Conspicuous Consumption... Nothing exposes the inherent emptiness of rampant materialism so much as people's incessant need to Facebrag about their latest purchases. They're so incredibly satisfied with their new trinket or useless gadget that
they feel compelled to let near-strangers know all about it. Am I supposed to be happy for you?

Cause I just want it to break, quickly & into as many pieces as possible.

Scantily Clad Pictures of Dudes... Please don't. Not even girls want to see your chest-hair--and if they do, it's only to judge wether you have more or less than they do.

Daily Chores...If it sucks to do them, imagine how much more it sucks to have to read about you doing them?

Religion... If you're not supposed to discuss it a dinner party, why is it anymore acceptable on what is essentially an online dinner party where everyone you have ever known is invited? What would Jesus 'like?' To be left the fuck off of your Facebook wall, for one. Christ!

Personal Revelations Best Left Between You and Your Psychiatrist... "I Hate Men," you say? If you've got some serious skeletons in your closet, you should probably keep them locked up.

Unless, of course, you're hot and making a public declaration of your newfound which case, post away!

General Displays of Anger/Complaints... Get specific or get out. "I hate Wednesdays?" What the shit is that supposed to mean? If you're continually getting shat upon on the same day of every week, chances are it's not the day's fault. Let us in on the juicy details so that we are better equipped to make fun of your misery.
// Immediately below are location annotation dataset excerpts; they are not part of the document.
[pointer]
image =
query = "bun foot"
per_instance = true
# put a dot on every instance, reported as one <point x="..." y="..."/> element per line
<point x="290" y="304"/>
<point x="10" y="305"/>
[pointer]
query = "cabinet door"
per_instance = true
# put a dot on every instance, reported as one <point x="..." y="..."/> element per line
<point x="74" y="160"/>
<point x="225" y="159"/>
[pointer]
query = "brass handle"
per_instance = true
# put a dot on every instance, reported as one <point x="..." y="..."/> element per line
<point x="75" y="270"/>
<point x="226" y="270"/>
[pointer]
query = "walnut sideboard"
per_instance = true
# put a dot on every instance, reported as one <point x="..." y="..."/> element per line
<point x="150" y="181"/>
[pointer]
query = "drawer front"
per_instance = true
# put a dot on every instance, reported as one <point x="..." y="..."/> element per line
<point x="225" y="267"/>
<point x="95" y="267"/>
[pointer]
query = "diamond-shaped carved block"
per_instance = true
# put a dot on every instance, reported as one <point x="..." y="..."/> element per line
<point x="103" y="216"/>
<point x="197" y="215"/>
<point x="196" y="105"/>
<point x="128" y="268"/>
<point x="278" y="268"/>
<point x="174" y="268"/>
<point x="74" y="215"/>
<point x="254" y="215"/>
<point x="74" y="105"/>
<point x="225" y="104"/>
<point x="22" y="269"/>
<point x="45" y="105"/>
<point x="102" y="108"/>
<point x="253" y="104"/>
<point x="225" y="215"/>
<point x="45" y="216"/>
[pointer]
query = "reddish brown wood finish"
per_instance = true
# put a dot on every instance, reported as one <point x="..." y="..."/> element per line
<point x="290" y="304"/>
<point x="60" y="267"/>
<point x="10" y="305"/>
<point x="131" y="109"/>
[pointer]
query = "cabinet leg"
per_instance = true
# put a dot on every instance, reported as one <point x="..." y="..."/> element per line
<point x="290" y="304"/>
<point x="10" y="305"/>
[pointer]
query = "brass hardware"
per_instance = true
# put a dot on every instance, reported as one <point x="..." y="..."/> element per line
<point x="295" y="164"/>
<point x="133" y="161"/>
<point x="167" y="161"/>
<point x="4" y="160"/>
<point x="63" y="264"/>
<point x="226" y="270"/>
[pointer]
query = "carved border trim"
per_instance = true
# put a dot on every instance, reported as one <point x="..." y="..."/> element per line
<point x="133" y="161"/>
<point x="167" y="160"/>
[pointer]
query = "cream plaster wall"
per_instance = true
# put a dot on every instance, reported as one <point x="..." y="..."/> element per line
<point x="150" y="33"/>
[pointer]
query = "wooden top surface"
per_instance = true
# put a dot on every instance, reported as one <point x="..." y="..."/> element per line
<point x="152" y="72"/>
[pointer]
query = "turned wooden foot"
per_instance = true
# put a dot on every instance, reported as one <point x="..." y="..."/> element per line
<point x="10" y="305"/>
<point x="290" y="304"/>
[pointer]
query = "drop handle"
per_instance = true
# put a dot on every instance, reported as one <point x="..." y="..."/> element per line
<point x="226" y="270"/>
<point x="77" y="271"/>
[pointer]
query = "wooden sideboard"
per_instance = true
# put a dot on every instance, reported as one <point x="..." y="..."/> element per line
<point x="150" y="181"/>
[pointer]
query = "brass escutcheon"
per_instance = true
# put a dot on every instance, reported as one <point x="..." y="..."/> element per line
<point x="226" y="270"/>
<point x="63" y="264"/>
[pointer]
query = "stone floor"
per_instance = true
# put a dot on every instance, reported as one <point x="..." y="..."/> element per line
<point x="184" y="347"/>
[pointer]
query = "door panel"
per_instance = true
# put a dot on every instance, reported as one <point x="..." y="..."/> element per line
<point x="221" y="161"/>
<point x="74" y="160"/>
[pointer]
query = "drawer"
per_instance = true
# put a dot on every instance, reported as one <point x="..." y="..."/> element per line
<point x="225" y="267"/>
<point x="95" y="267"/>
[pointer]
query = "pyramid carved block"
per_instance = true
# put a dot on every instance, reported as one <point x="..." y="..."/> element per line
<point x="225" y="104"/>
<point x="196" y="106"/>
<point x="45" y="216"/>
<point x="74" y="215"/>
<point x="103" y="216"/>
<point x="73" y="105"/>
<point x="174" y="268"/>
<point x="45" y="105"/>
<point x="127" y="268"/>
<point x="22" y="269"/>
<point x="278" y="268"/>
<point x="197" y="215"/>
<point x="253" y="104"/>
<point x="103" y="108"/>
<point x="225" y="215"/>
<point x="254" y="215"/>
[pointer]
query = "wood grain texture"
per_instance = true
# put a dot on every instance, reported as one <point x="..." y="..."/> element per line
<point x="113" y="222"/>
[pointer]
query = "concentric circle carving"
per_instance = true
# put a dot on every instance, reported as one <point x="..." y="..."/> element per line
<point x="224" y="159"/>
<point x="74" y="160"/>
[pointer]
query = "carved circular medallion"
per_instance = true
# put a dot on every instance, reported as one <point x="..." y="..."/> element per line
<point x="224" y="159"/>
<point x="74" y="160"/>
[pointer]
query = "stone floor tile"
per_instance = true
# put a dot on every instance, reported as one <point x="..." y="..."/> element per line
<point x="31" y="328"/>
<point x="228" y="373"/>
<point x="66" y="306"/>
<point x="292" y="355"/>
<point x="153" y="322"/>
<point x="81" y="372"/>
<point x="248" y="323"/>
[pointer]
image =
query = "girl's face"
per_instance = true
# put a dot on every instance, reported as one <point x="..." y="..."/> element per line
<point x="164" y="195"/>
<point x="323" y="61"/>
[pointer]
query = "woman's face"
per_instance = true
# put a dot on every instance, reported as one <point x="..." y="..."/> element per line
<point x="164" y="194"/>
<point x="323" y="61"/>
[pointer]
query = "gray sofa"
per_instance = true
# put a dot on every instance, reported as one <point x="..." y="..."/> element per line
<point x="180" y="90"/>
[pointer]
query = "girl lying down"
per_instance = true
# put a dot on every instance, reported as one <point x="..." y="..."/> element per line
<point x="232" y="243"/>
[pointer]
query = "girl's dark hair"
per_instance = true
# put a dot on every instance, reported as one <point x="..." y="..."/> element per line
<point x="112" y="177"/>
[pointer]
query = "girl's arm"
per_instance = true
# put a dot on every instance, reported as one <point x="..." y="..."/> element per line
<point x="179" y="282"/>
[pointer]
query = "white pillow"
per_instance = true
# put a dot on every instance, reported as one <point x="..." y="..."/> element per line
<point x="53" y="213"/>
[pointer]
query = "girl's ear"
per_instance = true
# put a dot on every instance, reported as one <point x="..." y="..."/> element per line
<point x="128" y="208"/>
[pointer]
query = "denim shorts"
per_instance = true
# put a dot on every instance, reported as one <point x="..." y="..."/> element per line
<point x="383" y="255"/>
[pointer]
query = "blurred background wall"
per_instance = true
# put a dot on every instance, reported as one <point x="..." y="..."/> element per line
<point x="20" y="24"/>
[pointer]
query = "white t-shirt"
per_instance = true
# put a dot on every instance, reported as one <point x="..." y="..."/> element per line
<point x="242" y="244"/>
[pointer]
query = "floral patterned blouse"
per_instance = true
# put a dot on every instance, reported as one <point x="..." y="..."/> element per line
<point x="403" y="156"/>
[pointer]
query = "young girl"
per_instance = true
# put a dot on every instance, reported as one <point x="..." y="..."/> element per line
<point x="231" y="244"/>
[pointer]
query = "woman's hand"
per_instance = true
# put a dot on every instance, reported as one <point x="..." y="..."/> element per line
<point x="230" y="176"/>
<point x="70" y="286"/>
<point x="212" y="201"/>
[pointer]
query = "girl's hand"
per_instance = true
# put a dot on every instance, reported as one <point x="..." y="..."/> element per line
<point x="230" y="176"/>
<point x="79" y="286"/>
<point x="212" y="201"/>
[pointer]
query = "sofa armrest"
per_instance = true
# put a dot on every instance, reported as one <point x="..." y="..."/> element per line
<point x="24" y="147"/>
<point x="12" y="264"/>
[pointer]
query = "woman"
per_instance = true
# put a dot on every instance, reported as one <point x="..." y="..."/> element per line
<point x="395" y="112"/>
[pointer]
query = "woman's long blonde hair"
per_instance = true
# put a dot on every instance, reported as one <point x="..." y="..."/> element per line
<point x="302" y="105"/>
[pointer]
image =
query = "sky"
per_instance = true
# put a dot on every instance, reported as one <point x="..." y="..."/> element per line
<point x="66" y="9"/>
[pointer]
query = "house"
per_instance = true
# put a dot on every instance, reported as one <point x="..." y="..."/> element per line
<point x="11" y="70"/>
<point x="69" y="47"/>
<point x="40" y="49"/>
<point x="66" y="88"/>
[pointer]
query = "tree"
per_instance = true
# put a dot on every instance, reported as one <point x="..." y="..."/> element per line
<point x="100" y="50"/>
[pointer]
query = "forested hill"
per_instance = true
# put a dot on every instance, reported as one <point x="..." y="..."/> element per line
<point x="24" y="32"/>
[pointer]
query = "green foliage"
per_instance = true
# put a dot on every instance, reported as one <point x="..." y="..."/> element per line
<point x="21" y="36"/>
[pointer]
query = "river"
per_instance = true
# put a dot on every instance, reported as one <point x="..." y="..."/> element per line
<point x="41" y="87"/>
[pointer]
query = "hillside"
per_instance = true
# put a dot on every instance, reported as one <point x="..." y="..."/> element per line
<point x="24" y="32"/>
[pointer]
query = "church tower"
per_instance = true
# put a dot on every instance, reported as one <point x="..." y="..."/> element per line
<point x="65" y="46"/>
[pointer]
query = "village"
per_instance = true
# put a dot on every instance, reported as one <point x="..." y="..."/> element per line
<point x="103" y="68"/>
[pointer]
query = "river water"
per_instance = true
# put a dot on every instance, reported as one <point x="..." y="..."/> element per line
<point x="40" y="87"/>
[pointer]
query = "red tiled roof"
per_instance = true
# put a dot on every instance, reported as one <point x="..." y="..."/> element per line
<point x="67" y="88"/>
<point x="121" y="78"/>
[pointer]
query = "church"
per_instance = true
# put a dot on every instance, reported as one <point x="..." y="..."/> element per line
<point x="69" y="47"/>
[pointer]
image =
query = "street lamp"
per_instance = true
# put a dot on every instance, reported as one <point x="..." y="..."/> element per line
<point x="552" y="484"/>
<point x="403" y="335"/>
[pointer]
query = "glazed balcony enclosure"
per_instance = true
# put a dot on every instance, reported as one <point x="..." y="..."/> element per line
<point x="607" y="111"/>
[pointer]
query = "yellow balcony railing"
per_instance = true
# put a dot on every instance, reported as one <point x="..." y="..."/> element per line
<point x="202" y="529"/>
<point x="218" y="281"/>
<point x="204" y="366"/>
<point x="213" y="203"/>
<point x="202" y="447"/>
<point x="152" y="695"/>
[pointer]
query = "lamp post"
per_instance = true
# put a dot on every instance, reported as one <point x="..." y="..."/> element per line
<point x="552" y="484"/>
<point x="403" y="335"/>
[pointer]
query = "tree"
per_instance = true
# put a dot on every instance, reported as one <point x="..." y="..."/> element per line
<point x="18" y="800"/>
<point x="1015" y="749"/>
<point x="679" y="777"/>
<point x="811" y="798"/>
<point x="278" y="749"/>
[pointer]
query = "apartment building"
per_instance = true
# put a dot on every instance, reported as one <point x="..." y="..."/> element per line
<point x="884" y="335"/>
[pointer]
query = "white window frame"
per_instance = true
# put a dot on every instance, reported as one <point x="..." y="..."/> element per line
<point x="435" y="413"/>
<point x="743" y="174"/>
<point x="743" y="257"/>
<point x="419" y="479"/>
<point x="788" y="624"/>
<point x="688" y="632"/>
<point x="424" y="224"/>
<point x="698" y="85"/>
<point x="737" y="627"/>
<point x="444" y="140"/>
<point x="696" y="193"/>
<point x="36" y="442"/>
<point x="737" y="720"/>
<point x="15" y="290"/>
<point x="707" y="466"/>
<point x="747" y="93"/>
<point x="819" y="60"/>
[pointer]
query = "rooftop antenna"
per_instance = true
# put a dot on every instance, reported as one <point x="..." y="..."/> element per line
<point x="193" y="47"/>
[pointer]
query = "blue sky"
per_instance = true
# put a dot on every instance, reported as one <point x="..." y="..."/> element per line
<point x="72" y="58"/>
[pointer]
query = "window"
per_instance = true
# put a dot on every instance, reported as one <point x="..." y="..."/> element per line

Trivial Proclamations... As earth-shattering as it might be to announce to your extended cyber-community that it's now the weekend, everyone on Facebook is already well-aware of this fact...because they've spent majority of their workweek reading through redundant status updates.

Moronic Observations... Although this brushes up on the well staked-out territory of trivial proclamations, the former merely leave us scratching our heads, whereas these nuggets of nitwittity make us all collectively stupider for having read them.

Inside Jokes (Unrelated to Nicolas Cage)... If you're referring to something that only has relevance to a handful of people, you should probably confine the comments to that specific group of people. Revolutionary, I know. If you're alluding obscurely to the ironic genius of Nicolas Cage, however, please disregard the aforementioned suggestion.

Sports/Concert Posts While AT the Event... The great Ram Das said it best: Be Here Now. If you were enjoying the event as much as your status update claims, than you'd actually be paying attention to what was happening...and NOT updating your status!

Grammatical Trainwrecks... If your ability to spell and/or write is shaky at best (and
borderline retarded at worst), how are we supposed to read and/or care about your indecipherable musings?

Conversely, there are a number of key elements that, if used more frequently, could dramatically improve the overall Facebook experience. Please observe:

Interesting Facts/Tidbits,
Posing Polarizing Questions/Polls,
Sharing Art of Any Kind,
Crazy Incidents Resulting in Injury and/or Disfigurement
Disgusting Displays of Vulgarity
Graphic Female Nudity
Intentionally Incendiary Remarks (Including, but not limited to, racism and/or fart jokes)
Corporate Secrets
Novelty News
Planting the Seeds of Widespread Revolution

Facebook has never been anything more than the content of which we generate--in its entirety. Together, we can all make it a more enjoyable, entertaining and scintillating site for everyone. Be the status change update you want to see in the world!